The first phrase – "All they wanted was for me to sing songs" – starts off fine. It raises the question of why the English want the narrator to sing songs, but in the condensed forms of verse such a question can be answered by the question itself: they want the narrator to sing songs because the narrator is such a person that sings songs, otherwise they would not be asking. But they are to be songs "altered by death" – which, after sentence two, prompts the question: Is this phrase just another attempt at faux, poetic profundity? Then comes "but when I opened my mouth I vomited water hyacinth," which has nothing to do with nothing. Nor the following about beating with rods, nor that they would, somehow, come from London buses, nor the "school boy bird." We have four elements that – beyond that they connect together grammatically and narratively – have nothing to do with the initial set up, and nothing to do, really, with each other. Such a sentence very much sounds like something from contemporary verse; but, does it generate any form of unity?

And so it continues:

                Women wrapped in blankets came to view me,
carrying boulders on their heads to mend the roads.

More discontinuity.

Verse like this is popular nowadays. (And perhaps we have John Ashbery to thank for that. But he will have to wait for a future post.) Such verse creates the illusion of being poetical, a false feeling that something special is happening. But it wholly lacks unity. It is a string of sentences, a string of phrases, and once a phrase is passed there is no need to keep it in mind. Again, there is the narrative line on which the phrases and sentences hang; but, as said, narrative does not in itself generate unity.

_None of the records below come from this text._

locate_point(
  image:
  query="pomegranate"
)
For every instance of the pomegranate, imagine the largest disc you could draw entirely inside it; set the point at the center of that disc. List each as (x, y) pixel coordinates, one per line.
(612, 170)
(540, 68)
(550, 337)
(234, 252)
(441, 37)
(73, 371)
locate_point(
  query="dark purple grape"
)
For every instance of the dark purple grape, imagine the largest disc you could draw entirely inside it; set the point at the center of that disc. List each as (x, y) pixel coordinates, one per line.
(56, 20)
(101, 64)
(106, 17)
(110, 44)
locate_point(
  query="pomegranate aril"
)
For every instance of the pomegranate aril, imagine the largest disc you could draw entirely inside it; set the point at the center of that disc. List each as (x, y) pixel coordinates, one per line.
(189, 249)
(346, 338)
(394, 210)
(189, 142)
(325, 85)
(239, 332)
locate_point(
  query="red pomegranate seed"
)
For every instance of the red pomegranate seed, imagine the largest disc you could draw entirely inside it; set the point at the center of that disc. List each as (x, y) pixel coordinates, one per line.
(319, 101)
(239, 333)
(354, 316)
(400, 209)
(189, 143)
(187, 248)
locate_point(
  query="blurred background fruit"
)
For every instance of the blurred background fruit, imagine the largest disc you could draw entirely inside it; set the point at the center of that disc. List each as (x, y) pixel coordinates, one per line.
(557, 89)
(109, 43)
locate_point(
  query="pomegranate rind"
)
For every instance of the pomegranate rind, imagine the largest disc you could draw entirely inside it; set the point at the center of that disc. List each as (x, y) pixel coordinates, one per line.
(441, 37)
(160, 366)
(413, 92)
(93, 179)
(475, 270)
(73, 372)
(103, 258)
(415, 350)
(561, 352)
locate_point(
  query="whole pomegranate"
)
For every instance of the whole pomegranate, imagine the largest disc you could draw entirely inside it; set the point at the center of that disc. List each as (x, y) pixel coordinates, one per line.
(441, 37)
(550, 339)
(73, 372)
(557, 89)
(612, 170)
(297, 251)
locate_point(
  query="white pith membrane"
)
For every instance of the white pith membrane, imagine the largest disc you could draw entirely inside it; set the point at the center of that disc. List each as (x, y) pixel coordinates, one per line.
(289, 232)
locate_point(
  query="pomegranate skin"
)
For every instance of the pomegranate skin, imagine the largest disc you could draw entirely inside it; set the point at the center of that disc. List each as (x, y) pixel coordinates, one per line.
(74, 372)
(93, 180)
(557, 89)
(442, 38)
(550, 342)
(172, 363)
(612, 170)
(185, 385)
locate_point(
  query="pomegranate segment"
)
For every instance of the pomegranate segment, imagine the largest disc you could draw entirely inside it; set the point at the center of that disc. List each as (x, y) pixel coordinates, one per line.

Now, you may say, what about The Waste Land or Naked Lunch and their being broken into episodes? Is this not the same thing, only the episodes are much smaller? Except that these episodes are so small they no longer participate in meaning making. Does the phrase "songs altered by death" have any real meaning? You can take the various episodes of The Waste Land and Naked Lunch and show how they are all pointing toward commonalities, how they build upon each other, how they all work to a generated shared effect. With such as Blatty's verse, however, it is just a string of thoughts that pass by – in the shallowest of manners – that but sound poetic. That is: It does not read poetic, it only sounds it. There is nothing being generated as you move from one phrase to the next. And that is all the reader is asked to do: move from one to the next.

                                        When they judged me
 
bloody enough, we went for chai at a shack by the roadside,
a statue of St. George in a glass case spoke.

A return to the idea of narrative, but the statue, again, has nothing to do with nothing. I have to ask a very simple question: Why is it in the verse? Is there an answer beyond "that's what came to mind next"?

There is no need in continuing through Batty's verse, as I have made my point. And if you read on you will see how phrases – that sound pretty and poetic – are trotted out one after another, without any effort made toward generating a whole, generating an effect – other than the same effect one gets looking out the window of moving vehicle, only without anything passed by having any great significance. There are no moments of "that's a beautiful scene"; there are only instances of "skinny dogs," "model trains," "dead kingfishers," moments so brief and insubstantial they exist only as shallow, meaningless, transience. Things on which nothing depends.

There is no unity, there is no single impression, there is, I would argue, no real impression at all. There is no generated effect, except for that it sounds poetic. Lots of "poetic" phrases that doesn't seem to add up to much. And that is the ultimate question here: What does it add up to?